Скучно и грустно проходили год за годом моей жизни, здоровье моё с самых ранних лет стало расстраиваться, уныние и тоска сначала изредка овладевали мною, а после постепенно развили во мне меланхолию, и характер мой стал устанавливаться не совсем в хорошую сторону: я сделался нетерпелив, раздражителен, желчен, порою чувствовал апатию ко всему на свете и не только самый труд, но одна мысль о труде была для меня ненавистна. Очень часто я желал умереть, чтоб только не заниматься тем, к чему я чувствовал непреодолимое отвращение. Любовь к поэзии и литературе, хотя никогда во мне не угасала, но беспрерывные огорчения в течении многих лет убили во мне впечатлительность и непостижимую лёгкость выражать стихами мысль и чувства.

Весь преданный мысли, как бы выдти из такого положения, напряжённого, неестественного по моей страстной натуре, я решил обратиться к Пушкину, и в один прекрасный день пришёл к великому поэту. Когда я входил в переднюю, из кабинета его вышел повар в белом колпаке, переднике и куртке. Я отдал ему тетрадь моих стихов для передачи Александру Сергеевичу, и за ответом хотел зайти через неделю. Набросив на себя шинель, я поспешно вышел на улицу; но не успел пройти и сорока шагов от дому, где жил Пушкин, как тот же самый повар остановил меня.

— «Пожалуйте к барину, он вас покорнейше просит».

— «Очень благодарен, неужели же он успел что-нибудь прочесть в моей тетради?»

— «Да-с, он заглянул в неё».

Едва вошёл я опять в переднюю, тотчас услышал голос Пушкина. Он вскрикнул: Василий, это ты?

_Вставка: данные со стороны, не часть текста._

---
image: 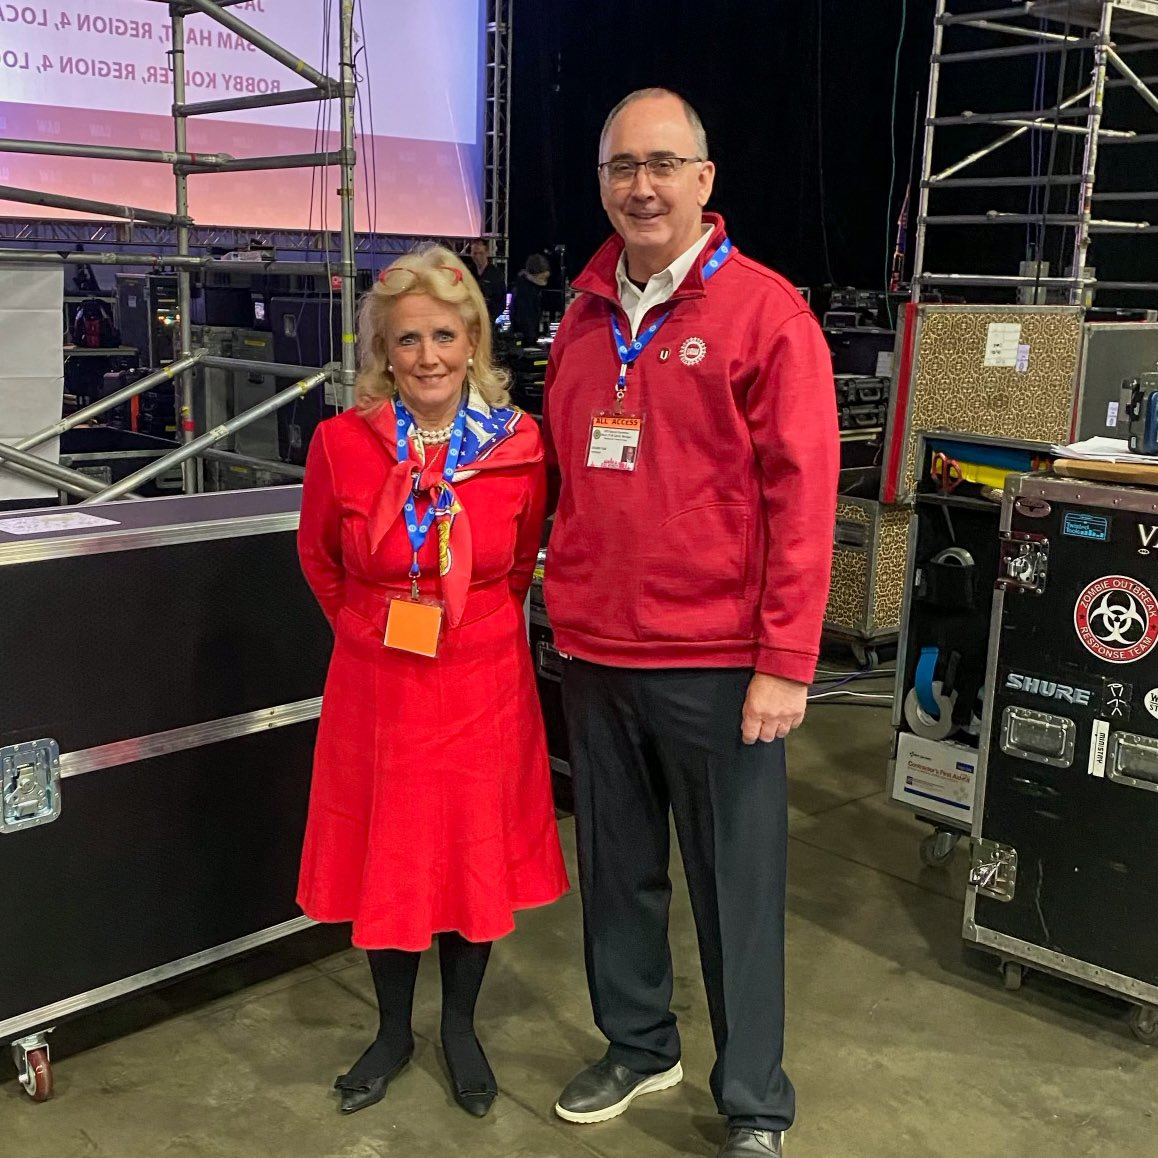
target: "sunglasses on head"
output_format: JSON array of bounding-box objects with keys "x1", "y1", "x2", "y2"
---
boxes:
[{"x1": 378, "y1": 264, "x2": 464, "y2": 285}]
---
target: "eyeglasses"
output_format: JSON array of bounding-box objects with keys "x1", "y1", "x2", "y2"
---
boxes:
[{"x1": 597, "y1": 156, "x2": 704, "y2": 187}]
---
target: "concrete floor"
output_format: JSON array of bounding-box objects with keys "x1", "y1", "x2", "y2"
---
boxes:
[{"x1": 5, "y1": 700, "x2": 1156, "y2": 1157}]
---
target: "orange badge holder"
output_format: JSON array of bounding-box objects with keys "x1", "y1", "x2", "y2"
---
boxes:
[{"x1": 384, "y1": 597, "x2": 445, "y2": 658}]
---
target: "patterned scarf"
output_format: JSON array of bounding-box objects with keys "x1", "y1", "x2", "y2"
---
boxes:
[{"x1": 368, "y1": 387, "x2": 526, "y2": 625}]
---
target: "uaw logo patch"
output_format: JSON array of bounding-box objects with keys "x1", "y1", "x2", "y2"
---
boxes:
[
  {"x1": 679, "y1": 336, "x2": 707, "y2": 367},
  {"x1": 1074, "y1": 575, "x2": 1158, "y2": 664}
]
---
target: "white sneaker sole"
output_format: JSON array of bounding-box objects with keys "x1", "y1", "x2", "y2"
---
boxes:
[{"x1": 554, "y1": 1061, "x2": 684, "y2": 1124}]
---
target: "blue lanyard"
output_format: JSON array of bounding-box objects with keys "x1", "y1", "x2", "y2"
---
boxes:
[
  {"x1": 610, "y1": 236, "x2": 733, "y2": 400},
  {"x1": 393, "y1": 397, "x2": 468, "y2": 585}
]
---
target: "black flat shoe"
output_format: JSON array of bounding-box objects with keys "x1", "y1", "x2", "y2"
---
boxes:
[
  {"x1": 453, "y1": 1085, "x2": 496, "y2": 1118},
  {"x1": 441, "y1": 1031, "x2": 497, "y2": 1118},
  {"x1": 333, "y1": 1046, "x2": 413, "y2": 1115}
]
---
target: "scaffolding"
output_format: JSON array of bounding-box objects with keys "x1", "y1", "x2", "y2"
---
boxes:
[
  {"x1": 0, "y1": 0, "x2": 513, "y2": 503},
  {"x1": 0, "y1": 0, "x2": 513, "y2": 258},
  {"x1": 912, "y1": 0, "x2": 1158, "y2": 304}
]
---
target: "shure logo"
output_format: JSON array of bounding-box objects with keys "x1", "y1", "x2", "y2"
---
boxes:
[{"x1": 1005, "y1": 672, "x2": 1092, "y2": 705}]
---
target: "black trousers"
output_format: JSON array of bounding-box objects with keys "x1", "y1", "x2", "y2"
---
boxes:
[{"x1": 562, "y1": 661, "x2": 795, "y2": 1133}]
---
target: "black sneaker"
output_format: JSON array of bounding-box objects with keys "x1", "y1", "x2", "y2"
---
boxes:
[
  {"x1": 554, "y1": 1057, "x2": 683, "y2": 1124},
  {"x1": 719, "y1": 1128, "x2": 784, "y2": 1156}
]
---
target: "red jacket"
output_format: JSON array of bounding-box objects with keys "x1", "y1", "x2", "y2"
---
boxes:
[{"x1": 542, "y1": 214, "x2": 839, "y2": 684}]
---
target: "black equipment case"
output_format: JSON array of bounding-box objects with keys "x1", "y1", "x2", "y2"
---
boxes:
[
  {"x1": 0, "y1": 488, "x2": 332, "y2": 1097},
  {"x1": 967, "y1": 473, "x2": 1158, "y2": 1041}
]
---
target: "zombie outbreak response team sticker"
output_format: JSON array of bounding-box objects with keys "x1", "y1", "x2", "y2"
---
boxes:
[{"x1": 1074, "y1": 575, "x2": 1158, "y2": 664}]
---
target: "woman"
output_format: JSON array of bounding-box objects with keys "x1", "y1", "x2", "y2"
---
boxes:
[{"x1": 296, "y1": 244, "x2": 569, "y2": 1119}]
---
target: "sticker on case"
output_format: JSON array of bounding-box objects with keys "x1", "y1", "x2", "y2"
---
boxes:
[{"x1": 1074, "y1": 576, "x2": 1158, "y2": 664}]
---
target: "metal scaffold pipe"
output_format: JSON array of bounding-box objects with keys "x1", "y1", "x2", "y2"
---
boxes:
[
  {"x1": 0, "y1": 251, "x2": 211, "y2": 268},
  {"x1": 144, "y1": 0, "x2": 339, "y2": 91},
  {"x1": 79, "y1": 371, "x2": 330, "y2": 505},
  {"x1": 0, "y1": 442, "x2": 133, "y2": 498},
  {"x1": 13, "y1": 355, "x2": 206, "y2": 455},
  {"x1": 171, "y1": 7, "x2": 198, "y2": 494},
  {"x1": 338, "y1": 0, "x2": 359, "y2": 411},
  {"x1": 0, "y1": 187, "x2": 188, "y2": 226},
  {"x1": 0, "y1": 139, "x2": 231, "y2": 166}
]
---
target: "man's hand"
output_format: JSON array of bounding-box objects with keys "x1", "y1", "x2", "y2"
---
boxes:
[{"x1": 741, "y1": 673, "x2": 808, "y2": 745}]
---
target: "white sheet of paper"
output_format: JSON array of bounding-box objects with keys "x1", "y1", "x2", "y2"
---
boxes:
[
  {"x1": 1052, "y1": 436, "x2": 1158, "y2": 465},
  {"x1": 0, "y1": 512, "x2": 119, "y2": 536},
  {"x1": 984, "y1": 322, "x2": 1022, "y2": 368}
]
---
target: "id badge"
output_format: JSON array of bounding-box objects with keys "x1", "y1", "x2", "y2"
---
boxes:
[
  {"x1": 586, "y1": 412, "x2": 644, "y2": 472},
  {"x1": 384, "y1": 596, "x2": 445, "y2": 657}
]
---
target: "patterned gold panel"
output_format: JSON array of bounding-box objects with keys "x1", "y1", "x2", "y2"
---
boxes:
[
  {"x1": 901, "y1": 307, "x2": 1083, "y2": 498},
  {"x1": 826, "y1": 547, "x2": 870, "y2": 630},
  {"x1": 871, "y1": 509, "x2": 911, "y2": 632},
  {"x1": 835, "y1": 501, "x2": 869, "y2": 524},
  {"x1": 825, "y1": 500, "x2": 910, "y2": 638}
]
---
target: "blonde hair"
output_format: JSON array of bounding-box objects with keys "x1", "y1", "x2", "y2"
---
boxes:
[{"x1": 356, "y1": 243, "x2": 510, "y2": 410}]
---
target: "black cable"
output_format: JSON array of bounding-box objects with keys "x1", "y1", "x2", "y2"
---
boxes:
[
  {"x1": 806, "y1": 700, "x2": 893, "y2": 710},
  {"x1": 355, "y1": 0, "x2": 381, "y2": 266},
  {"x1": 883, "y1": 0, "x2": 908, "y2": 325},
  {"x1": 1027, "y1": 20, "x2": 1048, "y2": 259},
  {"x1": 816, "y1": 0, "x2": 834, "y2": 286},
  {"x1": 1033, "y1": 2, "x2": 1075, "y2": 304},
  {"x1": 289, "y1": 0, "x2": 336, "y2": 438}
]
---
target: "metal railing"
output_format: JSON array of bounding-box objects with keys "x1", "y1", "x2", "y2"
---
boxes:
[{"x1": 0, "y1": 0, "x2": 360, "y2": 502}]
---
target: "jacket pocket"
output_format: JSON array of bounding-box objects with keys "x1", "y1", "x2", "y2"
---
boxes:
[{"x1": 633, "y1": 503, "x2": 754, "y2": 642}]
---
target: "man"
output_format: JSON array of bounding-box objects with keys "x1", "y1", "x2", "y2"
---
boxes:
[
  {"x1": 542, "y1": 89, "x2": 838, "y2": 1158},
  {"x1": 468, "y1": 238, "x2": 507, "y2": 326},
  {"x1": 510, "y1": 252, "x2": 552, "y2": 341}
]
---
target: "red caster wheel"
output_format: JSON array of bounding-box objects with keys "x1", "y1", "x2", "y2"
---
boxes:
[{"x1": 12, "y1": 1035, "x2": 54, "y2": 1102}]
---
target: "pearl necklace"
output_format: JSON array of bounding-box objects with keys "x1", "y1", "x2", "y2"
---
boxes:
[{"x1": 415, "y1": 422, "x2": 455, "y2": 445}]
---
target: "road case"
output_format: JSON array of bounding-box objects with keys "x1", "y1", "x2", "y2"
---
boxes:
[
  {"x1": 823, "y1": 496, "x2": 910, "y2": 667},
  {"x1": 966, "y1": 473, "x2": 1158, "y2": 1042},
  {"x1": 883, "y1": 305, "x2": 1085, "y2": 503},
  {"x1": 0, "y1": 487, "x2": 332, "y2": 1098},
  {"x1": 887, "y1": 433, "x2": 1057, "y2": 866}
]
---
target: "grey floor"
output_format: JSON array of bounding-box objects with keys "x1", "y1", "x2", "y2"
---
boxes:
[{"x1": 5, "y1": 701, "x2": 1155, "y2": 1157}]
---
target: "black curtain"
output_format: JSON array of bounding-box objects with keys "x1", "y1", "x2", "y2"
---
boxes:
[
  {"x1": 510, "y1": 0, "x2": 934, "y2": 293},
  {"x1": 509, "y1": 0, "x2": 1158, "y2": 299}
]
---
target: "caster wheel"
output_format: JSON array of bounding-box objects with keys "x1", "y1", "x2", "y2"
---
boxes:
[
  {"x1": 16, "y1": 1047, "x2": 53, "y2": 1102},
  {"x1": 919, "y1": 830, "x2": 958, "y2": 868},
  {"x1": 851, "y1": 643, "x2": 880, "y2": 671},
  {"x1": 1129, "y1": 1004, "x2": 1158, "y2": 1045},
  {"x1": 1002, "y1": 961, "x2": 1024, "y2": 992}
]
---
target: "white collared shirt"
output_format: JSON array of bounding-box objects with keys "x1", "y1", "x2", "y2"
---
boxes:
[{"x1": 615, "y1": 226, "x2": 715, "y2": 339}]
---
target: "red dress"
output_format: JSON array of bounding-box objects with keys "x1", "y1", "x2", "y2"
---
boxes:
[{"x1": 296, "y1": 402, "x2": 569, "y2": 950}]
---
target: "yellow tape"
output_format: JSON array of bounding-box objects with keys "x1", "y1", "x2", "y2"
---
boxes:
[{"x1": 956, "y1": 462, "x2": 1013, "y2": 489}]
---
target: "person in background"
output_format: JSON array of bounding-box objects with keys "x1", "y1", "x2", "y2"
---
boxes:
[
  {"x1": 510, "y1": 252, "x2": 552, "y2": 341},
  {"x1": 296, "y1": 243, "x2": 568, "y2": 1121},
  {"x1": 468, "y1": 238, "x2": 508, "y2": 326},
  {"x1": 542, "y1": 88, "x2": 839, "y2": 1158}
]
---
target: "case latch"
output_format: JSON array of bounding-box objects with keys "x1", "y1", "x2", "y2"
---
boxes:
[
  {"x1": 969, "y1": 838, "x2": 1018, "y2": 902},
  {"x1": 997, "y1": 532, "x2": 1049, "y2": 595},
  {"x1": 1, "y1": 740, "x2": 62, "y2": 834}
]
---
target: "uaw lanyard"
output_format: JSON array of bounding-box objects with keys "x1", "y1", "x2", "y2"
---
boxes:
[
  {"x1": 587, "y1": 237, "x2": 733, "y2": 474},
  {"x1": 382, "y1": 398, "x2": 467, "y2": 658}
]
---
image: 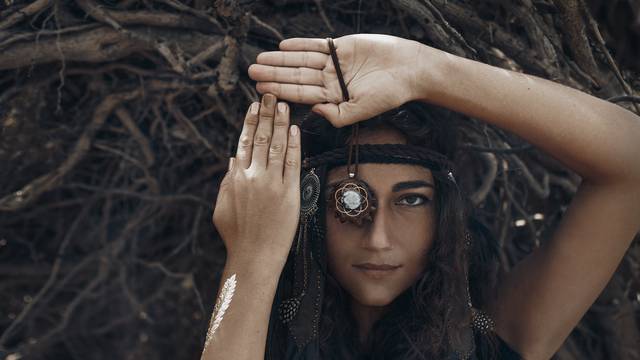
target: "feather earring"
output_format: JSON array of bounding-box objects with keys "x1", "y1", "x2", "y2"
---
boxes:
[{"x1": 278, "y1": 168, "x2": 320, "y2": 324}]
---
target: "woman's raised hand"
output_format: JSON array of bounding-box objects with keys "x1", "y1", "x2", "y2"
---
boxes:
[
  {"x1": 248, "y1": 34, "x2": 426, "y2": 128},
  {"x1": 212, "y1": 93, "x2": 301, "y2": 271}
]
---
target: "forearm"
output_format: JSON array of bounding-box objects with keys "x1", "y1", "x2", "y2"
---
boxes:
[
  {"x1": 200, "y1": 256, "x2": 282, "y2": 360},
  {"x1": 414, "y1": 44, "x2": 640, "y2": 185}
]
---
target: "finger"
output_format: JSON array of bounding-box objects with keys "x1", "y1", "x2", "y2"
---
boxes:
[
  {"x1": 267, "y1": 102, "x2": 290, "y2": 174},
  {"x1": 248, "y1": 64, "x2": 324, "y2": 86},
  {"x1": 250, "y1": 93, "x2": 277, "y2": 170},
  {"x1": 235, "y1": 102, "x2": 260, "y2": 169},
  {"x1": 279, "y1": 38, "x2": 330, "y2": 53},
  {"x1": 283, "y1": 124, "x2": 301, "y2": 185},
  {"x1": 255, "y1": 51, "x2": 328, "y2": 69},
  {"x1": 256, "y1": 82, "x2": 328, "y2": 105}
]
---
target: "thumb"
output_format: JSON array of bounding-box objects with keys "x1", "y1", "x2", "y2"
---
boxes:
[
  {"x1": 312, "y1": 102, "x2": 357, "y2": 128},
  {"x1": 227, "y1": 156, "x2": 236, "y2": 172},
  {"x1": 219, "y1": 157, "x2": 236, "y2": 189}
]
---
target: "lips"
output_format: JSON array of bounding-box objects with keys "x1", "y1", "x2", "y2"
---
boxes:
[
  {"x1": 353, "y1": 263, "x2": 402, "y2": 270},
  {"x1": 353, "y1": 263, "x2": 401, "y2": 279}
]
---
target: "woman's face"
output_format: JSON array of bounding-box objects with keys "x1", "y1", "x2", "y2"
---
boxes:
[{"x1": 325, "y1": 126, "x2": 437, "y2": 308}]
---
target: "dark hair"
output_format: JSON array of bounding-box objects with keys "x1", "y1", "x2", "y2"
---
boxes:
[{"x1": 266, "y1": 102, "x2": 500, "y2": 359}]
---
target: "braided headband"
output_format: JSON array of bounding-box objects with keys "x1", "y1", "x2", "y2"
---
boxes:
[{"x1": 303, "y1": 144, "x2": 456, "y2": 175}]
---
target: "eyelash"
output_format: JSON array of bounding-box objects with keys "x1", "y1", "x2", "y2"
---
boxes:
[{"x1": 397, "y1": 194, "x2": 430, "y2": 207}]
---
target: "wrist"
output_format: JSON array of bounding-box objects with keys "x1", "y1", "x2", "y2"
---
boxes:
[
  {"x1": 408, "y1": 41, "x2": 452, "y2": 104},
  {"x1": 225, "y1": 251, "x2": 287, "y2": 278}
]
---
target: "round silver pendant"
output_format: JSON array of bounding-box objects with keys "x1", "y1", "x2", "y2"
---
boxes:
[
  {"x1": 300, "y1": 169, "x2": 320, "y2": 218},
  {"x1": 334, "y1": 182, "x2": 369, "y2": 217},
  {"x1": 327, "y1": 177, "x2": 377, "y2": 226}
]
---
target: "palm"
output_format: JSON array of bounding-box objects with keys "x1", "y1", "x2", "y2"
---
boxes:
[{"x1": 248, "y1": 34, "x2": 419, "y2": 127}]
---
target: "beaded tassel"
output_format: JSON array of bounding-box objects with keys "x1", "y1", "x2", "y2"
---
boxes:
[
  {"x1": 464, "y1": 230, "x2": 496, "y2": 335},
  {"x1": 471, "y1": 307, "x2": 496, "y2": 335}
]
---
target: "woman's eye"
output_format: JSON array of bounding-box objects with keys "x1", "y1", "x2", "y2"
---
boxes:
[{"x1": 397, "y1": 194, "x2": 429, "y2": 206}]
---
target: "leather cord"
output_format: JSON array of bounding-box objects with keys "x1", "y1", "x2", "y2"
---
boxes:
[
  {"x1": 326, "y1": 38, "x2": 350, "y2": 102},
  {"x1": 326, "y1": 37, "x2": 359, "y2": 178}
]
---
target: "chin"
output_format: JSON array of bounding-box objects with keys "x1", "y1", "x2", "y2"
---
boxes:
[{"x1": 351, "y1": 290, "x2": 397, "y2": 307}]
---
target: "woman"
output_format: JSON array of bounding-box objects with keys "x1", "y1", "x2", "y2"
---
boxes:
[{"x1": 201, "y1": 34, "x2": 640, "y2": 359}]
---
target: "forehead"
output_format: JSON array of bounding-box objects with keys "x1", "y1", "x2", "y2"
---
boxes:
[
  {"x1": 326, "y1": 125, "x2": 435, "y2": 187},
  {"x1": 327, "y1": 163, "x2": 434, "y2": 189}
]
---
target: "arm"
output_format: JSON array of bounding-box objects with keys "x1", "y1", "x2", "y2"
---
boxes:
[
  {"x1": 204, "y1": 93, "x2": 301, "y2": 359},
  {"x1": 200, "y1": 257, "x2": 282, "y2": 360},
  {"x1": 414, "y1": 45, "x2": 640, "y2": 359},
  {"x1": 414, "y1": 47, "x2": 640, "y2": 185}
]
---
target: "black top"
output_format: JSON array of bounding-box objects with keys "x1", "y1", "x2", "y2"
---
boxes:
[
  {"x1": 463, "y1": 330, "x2": 523, "y2": 360},
  {"x1": 283, "y1": 332, "x2": 523, "y2": 359},
  {"x1": 495, "y1": 335, "x2": 522, "y2": 359}
]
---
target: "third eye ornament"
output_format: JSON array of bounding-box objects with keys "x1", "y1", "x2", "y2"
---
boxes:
[{"x1": 328, "y1": 176, "x2": 377, "y2": 226}]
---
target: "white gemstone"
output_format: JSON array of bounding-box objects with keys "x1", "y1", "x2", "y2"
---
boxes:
[{"x1": 342, "y1": 190, "x2": 361, "y2": 210}]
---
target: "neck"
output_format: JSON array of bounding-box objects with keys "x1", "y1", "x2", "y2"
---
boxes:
[{"x1": 349, "y1": 297, "x2": 389, "y2": 347}]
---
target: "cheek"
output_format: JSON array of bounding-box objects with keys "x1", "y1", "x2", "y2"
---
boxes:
[
  {"x1": 325, "y1": 215, "x2": 366, "y2": 298},
  {"x1": 391, "y1": 218, "x2": 434, "y2": 281},
  {"x1": 325, "y1": 213, "x2": 350, "y2": 268},
  {"x1": 401, "y1": 214, "x2": 436, "y2": 256}
]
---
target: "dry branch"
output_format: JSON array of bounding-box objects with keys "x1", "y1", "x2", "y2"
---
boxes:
[
  {"x1": 0, "y1": 0, "x2": 52, "y2": 30},
  {"x1": 0, "y1": 26, "x2": 222, "y2": 70},
  {"x1": 0, "y1": 1, "x2": 637, "y2": 359},
  {"x1": 553, "y1": 0, "x2": 602, "y2": 83},
  {"x1": 0, "y1": 89, "x2": 142, "y2": 211}
]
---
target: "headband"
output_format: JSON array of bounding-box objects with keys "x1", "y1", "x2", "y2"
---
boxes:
[{"x1": 303, "y1": 144, "x2": 457, "y2": 178}]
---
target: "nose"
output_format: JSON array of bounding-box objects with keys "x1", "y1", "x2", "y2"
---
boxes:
[{"x1": 361, "y1": 205, "x2": 393, "y2": 250}]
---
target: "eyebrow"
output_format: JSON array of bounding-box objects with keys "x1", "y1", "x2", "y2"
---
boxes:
[
  {"x1": 391, "y1": 180, "x2": 434, "y2": 192},
  {"x1": 326, "y1": 180, "x2": 434, "y2": 192}
]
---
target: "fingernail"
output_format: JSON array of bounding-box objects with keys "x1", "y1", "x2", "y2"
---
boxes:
[
  {"x1": 228, "y1": 157, "x2": 235, "y2": 170},
  {"x1": 290, "y1": 125, "x2": 299, "y2": 136},
  {"x1": 250, "y1": 102, "x2": 259, "y2": 114},
  {"x1": 263, "y1": 93, "x2": 276, "y2": 106},
  {"x1": 277, "y1": 102, "x2": 287, "y2": 113}
]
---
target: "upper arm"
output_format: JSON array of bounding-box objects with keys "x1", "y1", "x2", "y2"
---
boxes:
[{"x1": 486, "y1": 178, "x2": 640, "y2": 360}]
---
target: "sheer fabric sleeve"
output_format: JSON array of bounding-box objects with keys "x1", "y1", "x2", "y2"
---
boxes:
[
  {"x1": 496, "y1": 335, "x2": 522, "y2": 359},
  {"x1": 472, "y1": 326, "x2": 523, "y2": 359}
]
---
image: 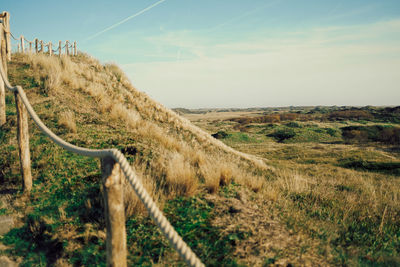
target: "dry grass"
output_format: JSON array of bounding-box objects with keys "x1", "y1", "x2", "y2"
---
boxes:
[
  {"x1": 15, "y1": 53, "x2": 272, "y2": 213},
  {"x1": 166, "y1": 153, "x2": 198, "y2": 197},
  {"x1": 58, "y1": 110, "x2": 77, "y2": 133}
]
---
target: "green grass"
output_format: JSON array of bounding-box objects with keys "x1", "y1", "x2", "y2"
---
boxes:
[
  {"x1": 262, "y1": 124, "x2": 342, "y2": 144},
  {"x1": 225, "y1": 132, "x2": 259, "y2": 143},
  {"x1": 338, "y1": 158, "x2": 400, "y2": 175},
  {"x1": 127, "y1": 196, "x2": 246, "y2": 266}
]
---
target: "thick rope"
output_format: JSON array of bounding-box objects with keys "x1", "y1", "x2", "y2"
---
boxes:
[{"x1": 0, "y1": 56, "x2": 204, "y2": 267}]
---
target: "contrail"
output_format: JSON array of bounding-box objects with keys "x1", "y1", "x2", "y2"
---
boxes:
[{"x1": 86, "y1": 0, "x2": 166, "y2": 41}]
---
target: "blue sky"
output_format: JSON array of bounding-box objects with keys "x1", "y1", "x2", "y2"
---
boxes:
[{"x1": 3, "y1": 0, "x2": 400, "y2": 108}]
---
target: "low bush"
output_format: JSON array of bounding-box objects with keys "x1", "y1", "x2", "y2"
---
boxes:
[
  {"x1": 341, "y1": 125, "x2": 400, "y2": 145},
  {"x1": 268, "y1": 128, "x2": 296, "y2": 143},
  {"x1": 211, "y1": 131, "x2": 230, "y2": 139},
  {"x1": 285, "y1": 122, "x2": 301, "y2": 128},
  {"x1": 326, "y1": 128, "x2": 338, "y2": 137},
  {"x1": 338, "y1": 158, "x2": 400, "y2": 175},
  {"x1": 328, "y1": 110, "x2": 373, "y2": 121}
]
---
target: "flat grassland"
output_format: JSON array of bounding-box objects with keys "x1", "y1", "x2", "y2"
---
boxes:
[{"x1": 179, "y1": 106, "x2": 400, "y2": 266}]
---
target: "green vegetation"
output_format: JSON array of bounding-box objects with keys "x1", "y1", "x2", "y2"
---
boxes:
[
  {"x1": 341, "y1": 125, "x2": 400, "y2": 145},
  {"x1": 126, "y1": 196, "x2": 245, "y2": 266},
  {"x1": 268, "y1": 128, "x2": 296, "y2": 143},
  {"x1": 339, "y1": 158, "x2": 400, "y2": 175},
  {"x1": 187, "y1": 107, "x2": 400, "y2": 266}
]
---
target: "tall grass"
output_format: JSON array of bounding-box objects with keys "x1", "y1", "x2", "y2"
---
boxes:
[{"x1": 12, "y1": 52, "x2": 270, "y2": 214}]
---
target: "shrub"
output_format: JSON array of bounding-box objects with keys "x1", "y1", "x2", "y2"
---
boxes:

— «Точно так, я» отвечал повар.

— «А г. Облачкин?»

— «Здесь».

— «Пожалуйте сюда, пожалуйте», звал меня Пушкин, и голос его был до того радушен и до того симпатичен, что я весь затрепетал от радости, и никогда не забуду этой счастливой для меня минуты. При входе в кабинет, меня обуял какой-то страх из невыразимого чувства удивления, робости и замешательства, и непостижимого уважения, близкого к благоговению… Кабинет Пушкина состоял из большой узкой комнаты. Посреди стоял огромный стол простого дерева, оставлявший с двух концов место для прохода, заваленный бумагами, письменными принадлежностями и книгами, а сам поэт сидел в уголку в покойном кресле. На Пушкине был старенький, дешёвый халат, какими обыкновенно торгуют бухарцы в разноску. Вся стена была уставлена полками с книгами, а вокруг кабинета были расставлены простые, плетёные стулья. Кабинет был просторный, светлый, чистый, но в нём ничего не было затейливого, замысловатого, роскошного, во всём безыискусственная простота и ничего поражающего, кроме самого хозяина, поражавшего каждого, кому посчастливилось видеть его оригинальное, арабского типа лицо, до невероятности подвижное и всегда оживлённое выражением гениального ума и глубокого чувства. Я поклонился Пушкину, помнится очень неловко, совершенно растерялся, сконфузился, хотя он обратился ко мне весьма ласково, просто, голос его был изумительно симпатичен, улыбка добродушна, глаза выражали участие… К чему я оробел перед таким человеком, к которому должно чувствовать только любовь и уважение? Я был тогда мальчик, но очень хорошо понимал, что мои стихи в руках славного поэта и что он по всей вероятности прочёл несколько строк — и хотя слегка познакомился с моей музой.